Immune Abnormalities in Autism Spectrum Disorder—Could They Hold Promise for Causative Treatment?

Autism spectrum disorders (ASD) are characterized by impairments in language and communication development, social behavior, and the occurrence of stereotypic patterns of behavior and interests. Despite substantial speculation about causes of ASD, its exact etiology remains unknown. Recent studies highlight a link between immune dysfunction and behavioral traits. Various immune anomalies, including humoral and cellular immunity along with abnormalities at the molecular level, have been reported. There is evidence of altered immune function both in cerebrospinal fluid and peripheral blood. Several studies hypothesize a role for neuroinflammation in ASD and are supported by brain tissue and cerebrospinal fluid analysis, as well as evidence of microglial activation.
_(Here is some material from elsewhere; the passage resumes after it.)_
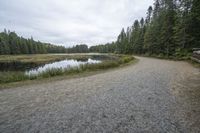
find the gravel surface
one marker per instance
(151, 96)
It has been shown that immune abnormalities occur in a substantial number of individuals with ASD. Identifying subgroups with immune system dysregulation and linking specific cellular immunophenotypes to different symptoms would be key to defining a group of patients with immune abnormalities as a major etiology underlying behavioral symptoms. These determinations would provide the opportunity to investigate causative treatments for a defined patient group that may specifically benefit from such an approach. This review summarizes recent insights into immune system dysfunction in individuals with ASD and discusses the potential implications for future therapies.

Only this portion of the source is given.